Metastasis-associated protein 1 (MTA1), a component of the nucleosome-remodeling and histone deacetylase complex, is widely up-regulated in human cancers and significantly correlated with tumor invasion and metastasis, but the mechanisms involved remain largely unknown. Here, we report that MTA1 transcriptionally represses the expression of RING finger protein 144A (RNF144A), an uncharacterized gene whose protein product possesses potential E3 ubiquitin ligase activity, by recruiting the histone deacetylase 2 (HDAC2) and CCAAT/enhancer-binding protein α (c/EBPα) co-repressor complex onto human RNF144A promoter.
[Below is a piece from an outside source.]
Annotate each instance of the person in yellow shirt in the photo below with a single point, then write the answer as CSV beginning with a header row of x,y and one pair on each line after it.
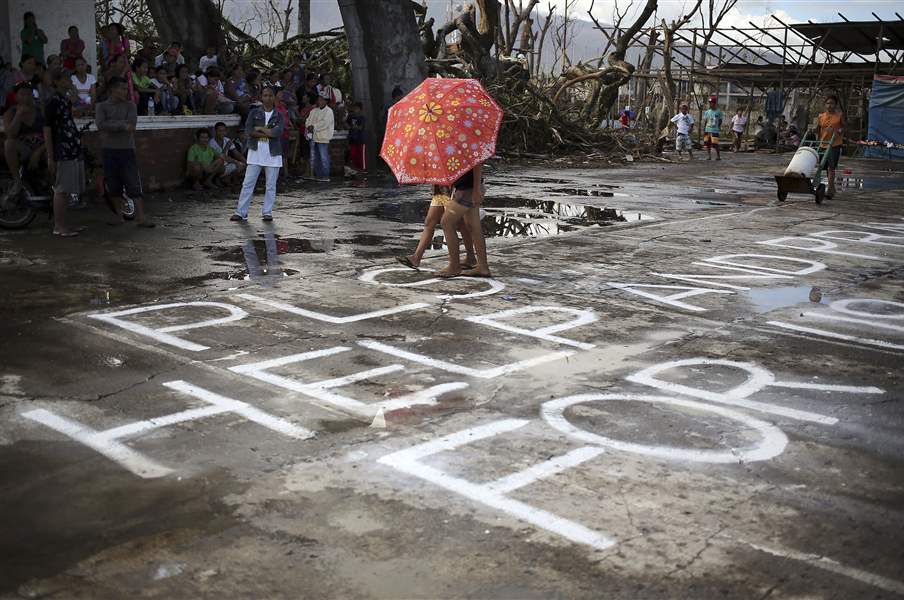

Furthermore, an inverse correlation between the expression levels of MTA1 and RNF144A was demonstrated in publicly available breast cancer microarray datasets and the MCF10 breast cancer progression model system. To address functional aspects of MTA1 regulation of RNF144A, we demonstrate that RNF144A is a novel suppressor of cancer migration and invasion, two requisite steps of metastasis in vivo, and knockdown of endogenous RNF144A by small interfering RNAs accelerates the migration and invasion of MTA1-overexpressing cells. These results suggest that RNF144A is partially responsible for MTA1-mediated migration and invasion and that MTA1 overexpression in highly metastatic cancer cells drives cell migration and invasion by, at least in part, interfering with the suppressive function of RNF144A through transcriptional repression of RNF144A expression. Together, these findings provide novel mechanistic insights into regulation of tumor progression and metastasis by MTA1 and highlight a previously unrecognized role of RNF144A in MTA1-driven cancer cell migration and invasion. The mechanistic role of MTA1 in tumor aggressiveness is yet to be deciphered. RNF144A is a direct target of transcriptional repression by MTA1 and inhibits migration and invasion. Transcriptional repression of RNF144A by MTA1 confers a migratory and invasive phenotype of cancer cells. This study provides novel mechanistic insights into regulation of tumor progression by MTA1.